稽古途中で会見した藤木は、今作が2度目となる蜷川作品出演が遺作となってしまったことに「(病床から)帰ってきてくれると思っていた。その時に良いものを作ろうと、必死に蜷川さんの思いを頑張って形にしようと思っていた…。明日(初日)は見てくれていると思う」と涙ながらに熱演を誓った。
藤木によると、4月22日の出演者の顔合わせに蜷川さんが欠席したことで、翌23日にキャスト全員で病院へ台本をもって見舞った。本来「そこで台本読みをしよう」という話だったが、蜷川さんの体調が悪く、結局は本読みはせずに、1人ずつ寄り添って「頑張ります」と本番への決意を伝えたという。その時「声を出すのも絞り出す感じだった」そうで、それが最後の別れとなった。

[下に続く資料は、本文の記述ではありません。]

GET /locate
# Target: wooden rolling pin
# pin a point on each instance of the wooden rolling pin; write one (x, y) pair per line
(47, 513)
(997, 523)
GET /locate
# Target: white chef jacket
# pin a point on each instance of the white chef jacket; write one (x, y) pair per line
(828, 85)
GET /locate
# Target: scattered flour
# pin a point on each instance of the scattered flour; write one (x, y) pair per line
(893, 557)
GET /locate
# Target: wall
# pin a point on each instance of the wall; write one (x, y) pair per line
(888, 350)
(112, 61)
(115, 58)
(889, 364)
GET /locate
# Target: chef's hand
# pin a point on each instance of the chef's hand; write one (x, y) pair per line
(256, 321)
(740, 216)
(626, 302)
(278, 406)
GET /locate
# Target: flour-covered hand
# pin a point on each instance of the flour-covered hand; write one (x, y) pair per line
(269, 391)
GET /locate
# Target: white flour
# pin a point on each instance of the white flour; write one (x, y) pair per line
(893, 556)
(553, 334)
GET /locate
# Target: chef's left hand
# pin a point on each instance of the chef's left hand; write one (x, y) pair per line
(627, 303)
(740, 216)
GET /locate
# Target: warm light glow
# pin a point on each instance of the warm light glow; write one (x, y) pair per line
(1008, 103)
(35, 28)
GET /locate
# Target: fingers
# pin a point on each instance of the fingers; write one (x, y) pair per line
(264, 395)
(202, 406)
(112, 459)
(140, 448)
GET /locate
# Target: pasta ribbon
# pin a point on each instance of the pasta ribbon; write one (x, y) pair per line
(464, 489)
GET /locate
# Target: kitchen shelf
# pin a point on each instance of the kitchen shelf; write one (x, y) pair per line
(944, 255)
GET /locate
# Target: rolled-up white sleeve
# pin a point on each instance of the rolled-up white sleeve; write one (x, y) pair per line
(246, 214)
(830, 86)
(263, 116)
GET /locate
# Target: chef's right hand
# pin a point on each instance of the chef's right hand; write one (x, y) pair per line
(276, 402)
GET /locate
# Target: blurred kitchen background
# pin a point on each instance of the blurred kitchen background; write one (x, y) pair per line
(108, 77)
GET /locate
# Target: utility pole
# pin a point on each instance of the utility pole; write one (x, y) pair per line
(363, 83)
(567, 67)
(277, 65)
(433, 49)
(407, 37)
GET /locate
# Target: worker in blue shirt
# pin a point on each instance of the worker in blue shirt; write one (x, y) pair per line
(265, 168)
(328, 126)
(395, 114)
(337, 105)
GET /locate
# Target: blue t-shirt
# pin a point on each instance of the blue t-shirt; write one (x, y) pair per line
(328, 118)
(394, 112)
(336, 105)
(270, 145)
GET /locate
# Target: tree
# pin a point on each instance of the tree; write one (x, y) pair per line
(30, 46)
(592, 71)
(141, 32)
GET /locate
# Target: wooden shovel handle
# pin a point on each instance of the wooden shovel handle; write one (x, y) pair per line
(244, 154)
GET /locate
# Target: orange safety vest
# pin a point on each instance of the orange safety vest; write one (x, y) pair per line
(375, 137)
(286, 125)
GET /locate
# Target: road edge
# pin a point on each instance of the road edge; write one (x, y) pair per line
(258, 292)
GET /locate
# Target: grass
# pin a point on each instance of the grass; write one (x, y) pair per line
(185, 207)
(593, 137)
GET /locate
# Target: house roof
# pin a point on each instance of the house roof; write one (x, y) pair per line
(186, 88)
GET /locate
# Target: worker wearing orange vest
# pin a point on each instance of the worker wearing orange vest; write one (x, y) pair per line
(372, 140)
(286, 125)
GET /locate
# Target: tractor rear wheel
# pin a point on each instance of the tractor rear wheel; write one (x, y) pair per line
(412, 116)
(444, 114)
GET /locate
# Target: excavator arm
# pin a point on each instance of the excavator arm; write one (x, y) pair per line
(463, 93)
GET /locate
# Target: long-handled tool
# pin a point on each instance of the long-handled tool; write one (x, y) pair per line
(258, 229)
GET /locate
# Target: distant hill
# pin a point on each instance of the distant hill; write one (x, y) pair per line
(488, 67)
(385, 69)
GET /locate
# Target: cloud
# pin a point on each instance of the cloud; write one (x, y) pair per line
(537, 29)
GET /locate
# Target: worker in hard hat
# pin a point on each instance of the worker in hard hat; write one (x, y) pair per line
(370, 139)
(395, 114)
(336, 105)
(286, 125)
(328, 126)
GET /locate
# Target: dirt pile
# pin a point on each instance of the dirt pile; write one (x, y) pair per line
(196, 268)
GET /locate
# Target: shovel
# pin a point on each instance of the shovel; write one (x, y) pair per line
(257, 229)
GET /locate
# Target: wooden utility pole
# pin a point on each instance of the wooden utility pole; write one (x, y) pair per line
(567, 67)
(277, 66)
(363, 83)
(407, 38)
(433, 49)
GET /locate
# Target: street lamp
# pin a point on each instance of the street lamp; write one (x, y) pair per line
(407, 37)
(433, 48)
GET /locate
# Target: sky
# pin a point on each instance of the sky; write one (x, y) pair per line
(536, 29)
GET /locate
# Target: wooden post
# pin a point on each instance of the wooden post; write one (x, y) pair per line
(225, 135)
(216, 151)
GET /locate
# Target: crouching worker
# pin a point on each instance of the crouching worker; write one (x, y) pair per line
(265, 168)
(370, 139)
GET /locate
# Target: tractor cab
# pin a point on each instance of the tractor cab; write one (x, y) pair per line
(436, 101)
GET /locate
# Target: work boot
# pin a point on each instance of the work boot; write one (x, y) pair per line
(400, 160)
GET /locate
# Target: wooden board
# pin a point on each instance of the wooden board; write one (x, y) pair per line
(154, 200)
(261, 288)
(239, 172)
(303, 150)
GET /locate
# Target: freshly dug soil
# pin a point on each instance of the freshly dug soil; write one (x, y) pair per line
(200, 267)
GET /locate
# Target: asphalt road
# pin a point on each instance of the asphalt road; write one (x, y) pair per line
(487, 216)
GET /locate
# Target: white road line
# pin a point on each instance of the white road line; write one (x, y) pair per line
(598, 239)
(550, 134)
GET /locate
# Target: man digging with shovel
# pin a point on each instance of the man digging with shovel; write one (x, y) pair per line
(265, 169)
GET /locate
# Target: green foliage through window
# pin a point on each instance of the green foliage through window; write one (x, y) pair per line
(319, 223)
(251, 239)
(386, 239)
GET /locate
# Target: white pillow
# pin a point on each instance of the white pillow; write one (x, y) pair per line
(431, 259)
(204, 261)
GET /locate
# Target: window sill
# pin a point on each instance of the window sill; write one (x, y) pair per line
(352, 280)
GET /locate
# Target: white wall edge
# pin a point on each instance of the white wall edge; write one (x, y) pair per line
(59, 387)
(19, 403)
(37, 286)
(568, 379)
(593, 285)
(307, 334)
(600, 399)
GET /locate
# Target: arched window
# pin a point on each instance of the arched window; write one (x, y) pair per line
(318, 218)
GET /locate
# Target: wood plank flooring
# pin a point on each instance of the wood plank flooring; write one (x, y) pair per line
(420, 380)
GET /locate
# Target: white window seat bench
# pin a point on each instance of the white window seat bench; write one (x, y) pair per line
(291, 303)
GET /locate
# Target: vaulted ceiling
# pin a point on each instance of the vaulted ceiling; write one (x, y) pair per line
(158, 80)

この日の稽古では、本来蜷川さんが座る演出家の席に遺影が置かれた。稽古また本番期間中は、楽屋にも遺影が飾られるという。見守られながらの公演となる。「もしいてくれたら、相当、ダメ出しが飛んでくるでしょう。ダメ出し聞きたいような聞きたくないような気持ちです。頑張って作っていくしかない」と静かに意気込んだ。
また、共演の多部未華子(27)は、「まだどこかに、近くにいる感じがしている」と死が信じられない様子。実は、今回の出演は、蜷川さんに「シェイクスピアをやりたい」と直談判し実現したという。「あの時、言ったことでここにいる。(蜷川さんが)いらっしゃらないのは、残念でくやしい。『シェイクスピアを一緒にやろう!』との言葉を胸にやるしかない」と自分に言い聞かせていた。